One-on-one with Iowa wide receiver Diante Vines

The Daily Iowan: What does it mean to you to come here to Iowa from Connecticut?

Diana Vines: It’s quite big just because not many people make it that far. Coming from the East Coast and living in the Midwest, it’s a blessing to be able to get into such a great school and play in the Big Ten. Representing the Hawkeyes is pretty cool to me.

TUE: What was it like growing up in Connecticut, going to school there and stuff like that?

vines: It’s pretty cool. My first high school, Danbury High, was a pretty fun school. I’ve had all my best friends since I was younger. We all went to the same high school, so it was a pretty good time. Then I went to Taft, it was a pretty good time too. It was different because I was in boarding school now, but it was still a fun time. I got to know life far away from home early and somehow it helped me to come here.

TUE: So you also played basketball. What was your basketball career like?

vines: I was a [Fairfield County Interscholastic Athletic Conference] defender in high school. I won the FCIAC championship in high school, so it’s been a pretty good career. I scored a few points in my time and played a lot of defense, but I had a lot of fun playing high school basketball.

TUE: What position did you play?

vines: Shooting Guard.

TUE: So were you more of a moderator or more of a shooter?

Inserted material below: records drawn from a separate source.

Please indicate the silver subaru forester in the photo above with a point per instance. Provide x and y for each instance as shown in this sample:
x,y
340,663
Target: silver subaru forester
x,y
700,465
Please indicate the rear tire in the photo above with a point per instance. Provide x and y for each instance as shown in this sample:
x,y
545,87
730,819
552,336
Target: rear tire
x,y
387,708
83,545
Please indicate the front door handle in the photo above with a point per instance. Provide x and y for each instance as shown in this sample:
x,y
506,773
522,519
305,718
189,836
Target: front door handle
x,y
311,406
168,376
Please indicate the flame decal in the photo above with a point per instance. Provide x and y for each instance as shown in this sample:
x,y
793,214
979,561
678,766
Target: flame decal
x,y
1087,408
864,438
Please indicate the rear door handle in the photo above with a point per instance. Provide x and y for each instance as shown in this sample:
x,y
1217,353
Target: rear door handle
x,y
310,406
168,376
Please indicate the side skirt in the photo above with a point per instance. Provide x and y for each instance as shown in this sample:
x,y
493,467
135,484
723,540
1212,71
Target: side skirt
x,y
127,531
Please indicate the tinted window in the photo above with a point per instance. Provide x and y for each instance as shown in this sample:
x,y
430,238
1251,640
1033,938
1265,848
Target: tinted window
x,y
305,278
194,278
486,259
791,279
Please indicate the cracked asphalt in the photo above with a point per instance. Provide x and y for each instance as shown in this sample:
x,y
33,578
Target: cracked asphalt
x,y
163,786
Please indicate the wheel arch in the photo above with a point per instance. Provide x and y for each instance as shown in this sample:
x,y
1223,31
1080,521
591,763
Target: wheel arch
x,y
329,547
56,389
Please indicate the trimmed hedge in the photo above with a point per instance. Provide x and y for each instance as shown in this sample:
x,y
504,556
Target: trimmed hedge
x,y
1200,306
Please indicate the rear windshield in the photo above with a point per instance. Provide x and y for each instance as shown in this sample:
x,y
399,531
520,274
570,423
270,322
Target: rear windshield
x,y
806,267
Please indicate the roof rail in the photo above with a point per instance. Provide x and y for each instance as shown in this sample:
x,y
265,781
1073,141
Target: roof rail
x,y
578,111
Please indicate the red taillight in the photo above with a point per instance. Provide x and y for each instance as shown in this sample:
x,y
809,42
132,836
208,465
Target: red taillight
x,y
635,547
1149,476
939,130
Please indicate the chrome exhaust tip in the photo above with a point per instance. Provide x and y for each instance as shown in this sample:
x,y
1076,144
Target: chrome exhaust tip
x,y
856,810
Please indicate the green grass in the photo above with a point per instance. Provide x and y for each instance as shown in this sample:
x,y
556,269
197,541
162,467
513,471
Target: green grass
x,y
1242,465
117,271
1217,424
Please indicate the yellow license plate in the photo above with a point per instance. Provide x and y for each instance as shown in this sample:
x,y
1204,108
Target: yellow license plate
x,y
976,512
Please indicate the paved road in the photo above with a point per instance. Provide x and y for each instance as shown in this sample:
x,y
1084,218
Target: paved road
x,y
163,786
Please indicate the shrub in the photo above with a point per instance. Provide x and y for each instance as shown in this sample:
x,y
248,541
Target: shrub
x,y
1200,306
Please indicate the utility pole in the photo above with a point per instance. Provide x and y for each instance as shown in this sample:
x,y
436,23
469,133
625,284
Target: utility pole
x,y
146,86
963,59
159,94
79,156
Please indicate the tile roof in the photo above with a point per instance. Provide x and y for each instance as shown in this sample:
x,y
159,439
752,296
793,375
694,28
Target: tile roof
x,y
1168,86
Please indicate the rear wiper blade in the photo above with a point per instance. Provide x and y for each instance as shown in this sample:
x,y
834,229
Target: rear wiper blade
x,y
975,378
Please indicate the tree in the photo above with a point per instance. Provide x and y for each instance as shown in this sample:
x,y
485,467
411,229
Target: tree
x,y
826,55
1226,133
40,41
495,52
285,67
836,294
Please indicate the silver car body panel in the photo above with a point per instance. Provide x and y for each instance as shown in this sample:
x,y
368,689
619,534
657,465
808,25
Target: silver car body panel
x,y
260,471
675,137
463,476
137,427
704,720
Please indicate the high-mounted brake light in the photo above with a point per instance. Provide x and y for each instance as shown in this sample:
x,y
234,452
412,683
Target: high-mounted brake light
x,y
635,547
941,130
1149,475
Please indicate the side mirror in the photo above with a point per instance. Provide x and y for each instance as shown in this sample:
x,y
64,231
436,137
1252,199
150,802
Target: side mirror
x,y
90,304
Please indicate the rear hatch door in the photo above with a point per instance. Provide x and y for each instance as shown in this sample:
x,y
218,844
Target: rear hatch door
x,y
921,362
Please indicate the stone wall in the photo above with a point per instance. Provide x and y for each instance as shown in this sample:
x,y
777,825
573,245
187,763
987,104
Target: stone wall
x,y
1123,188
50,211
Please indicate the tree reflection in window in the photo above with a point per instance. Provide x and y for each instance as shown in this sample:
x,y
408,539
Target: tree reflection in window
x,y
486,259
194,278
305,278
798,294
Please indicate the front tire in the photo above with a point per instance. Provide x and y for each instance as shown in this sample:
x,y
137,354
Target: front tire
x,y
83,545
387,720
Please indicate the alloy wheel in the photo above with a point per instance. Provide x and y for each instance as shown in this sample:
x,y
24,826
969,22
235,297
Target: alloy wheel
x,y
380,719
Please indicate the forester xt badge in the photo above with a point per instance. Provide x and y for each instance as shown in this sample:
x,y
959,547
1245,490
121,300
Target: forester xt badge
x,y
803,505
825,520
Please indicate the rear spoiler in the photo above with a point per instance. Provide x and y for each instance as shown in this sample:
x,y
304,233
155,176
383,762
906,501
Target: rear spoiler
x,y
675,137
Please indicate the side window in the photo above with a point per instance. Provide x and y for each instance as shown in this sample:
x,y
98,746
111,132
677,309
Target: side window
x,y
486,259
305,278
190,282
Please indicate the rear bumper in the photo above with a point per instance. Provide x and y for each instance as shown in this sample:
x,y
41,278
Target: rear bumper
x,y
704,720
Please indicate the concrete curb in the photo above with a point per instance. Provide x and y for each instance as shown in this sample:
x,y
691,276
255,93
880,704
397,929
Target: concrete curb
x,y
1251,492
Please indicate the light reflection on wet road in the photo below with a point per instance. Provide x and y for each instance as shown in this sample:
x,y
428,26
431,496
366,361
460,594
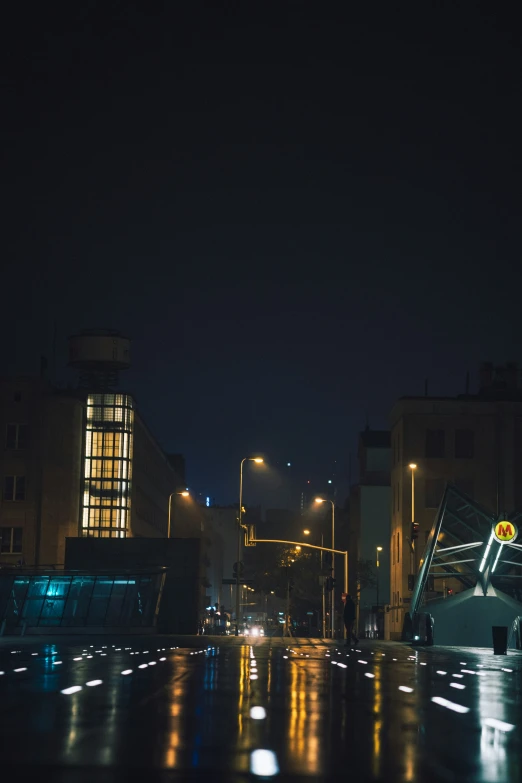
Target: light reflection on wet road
x,y
160,708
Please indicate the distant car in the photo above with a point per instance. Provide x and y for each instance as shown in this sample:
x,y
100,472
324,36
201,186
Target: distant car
x,y
254,630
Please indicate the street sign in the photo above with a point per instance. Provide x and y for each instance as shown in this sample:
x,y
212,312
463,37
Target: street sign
x,y
505,531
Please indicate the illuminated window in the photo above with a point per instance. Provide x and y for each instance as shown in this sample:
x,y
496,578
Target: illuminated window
x,y
107,465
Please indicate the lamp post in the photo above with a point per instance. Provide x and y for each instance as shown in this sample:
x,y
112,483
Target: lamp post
x,y
332,597
184,494
413,467
379,549
258,460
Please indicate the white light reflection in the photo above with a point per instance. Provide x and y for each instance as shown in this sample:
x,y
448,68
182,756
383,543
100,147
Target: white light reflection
x,y
263,763
499,724
450,705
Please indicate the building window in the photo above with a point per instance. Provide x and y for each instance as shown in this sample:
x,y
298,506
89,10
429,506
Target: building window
x,y
464,444
11,540
435,443
16,436
466,485
14,488
433,489
108,466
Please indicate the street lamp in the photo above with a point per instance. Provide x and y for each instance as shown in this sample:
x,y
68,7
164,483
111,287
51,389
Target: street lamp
x,y
257,460
332,597
413,467
184,494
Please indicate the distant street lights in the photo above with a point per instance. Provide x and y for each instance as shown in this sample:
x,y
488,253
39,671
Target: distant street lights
x,y
257,460
379,549
332,597
185,494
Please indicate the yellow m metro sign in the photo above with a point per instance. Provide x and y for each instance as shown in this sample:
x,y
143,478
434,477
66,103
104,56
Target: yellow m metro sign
x,y
505,532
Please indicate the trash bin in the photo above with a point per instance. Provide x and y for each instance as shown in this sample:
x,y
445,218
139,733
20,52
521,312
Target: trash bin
x,y
499,639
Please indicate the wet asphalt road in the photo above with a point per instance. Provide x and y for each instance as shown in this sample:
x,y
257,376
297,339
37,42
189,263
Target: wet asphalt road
x,y
214,708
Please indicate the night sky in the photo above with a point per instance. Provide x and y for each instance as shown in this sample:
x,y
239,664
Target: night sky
x,y
297,213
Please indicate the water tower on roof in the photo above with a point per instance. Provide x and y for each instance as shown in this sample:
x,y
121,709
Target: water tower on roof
x,y
99,355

vines: I have my buckets. I got a few buckets, but I really did everything for us. I usually defended the best player on the pitch and also did everything I could in attack.

TUE: Were you interested in playing basketball in college or just soccer?

vines: Growing up, I wanted to play basketball in college. I just understood that I’m better at soccer, so I wanted to play soccer.

TUE: Did you want to stay at home or did you want to expand your reach when you looked at colleges?

vines: I didn’t want to stay home. I wanted to go somewhere further just because staying at home wouldn’t have been a bad thing, but I wanted to kind of broaden my horizons, go somewhere further and just grow as a man, evolve as a man.

TUE: What does it mean to you to wear the number 0?

vines: It means a lot to me that they trust me to actually wear the #0 here at the university. It’s a blessing and an honor to be the first person to wear it. I really appreciate the coaches for trusting me to start the number right and having the legacy of starting with #0.

TUE: Who do you live with around here?

vines: I’m living with Leshon Williams and running back.

TUE: How is this connection to him?

vines: He’s one of my best friends since I’ve been here. We rented a room my freshman year and we’ve been roommates ever since for the last three years and we hang out every day. We have so much to laugh about. We’re quite a close friendship.

TUE: where do you hang out Is it mostly at home or in the city?

vines: We hang out everywhere. A lot of the time we’re just in the apartments, chilling and listening to music, joking at each other, maybe playing a little video games and such.

TUE: When you leave your apartment, where do you go?

vines: I’ll probably just get some food, go to Chipotle’s. Maybe go to the movies, something like that. Nothing too crazy.

TUE: What types of films do you like to watch?

vines: I like all kinds of movies. I’m a cinema major. Scary movies are pretty cool. I’m not usually scared of them, but they’re a cool thing to look at. But I like comedy more.

TUE: What’s your favorite comedy you’ve seen?

vines: “Friday” is good. Rush hour, all those rush hours are good.

TUE: What are you doing with this major?

vines: Hopefully after my soccer career is over I might be able to write some scripts and hopefully film or produce the scripts that I do write.

TUE: Are you just a cinema major or are you studying something else?

vines: I have an African American studies minor.

TUE: What does it mean to you to study African American Studies as a minor?

vines: As an African American, it is good for me to get to know my cultural background. So I feel like learning this stuff allows me to understand more about myself and my ancestors and just know about so many things that are happening in the world today because it’s a lot about African Americans and treatment and stuff . So just being aware of the fact and speaking out about it, as a Black person, I think it’s really important.

TUE: Do you have favorite professors at the university?

vines: I don’t think I have a favourite. I think all my professors are pretty good.

TUE: Nico Ragaini is also from Connecticut. What is it like to have another receiver from the same state as you in the reception room?

vines: This is my dog. I didn’t know him when he was in Connecticut, but it’s pretty cool that we made it here and are now sharing the field. Like last week, he and I played a lot of snaps together. So it’s pretty crazy for two guys from little Connecticut to make it onto one of the biggest stages and share the field together.

This interview has been edited slightly for length and clarity.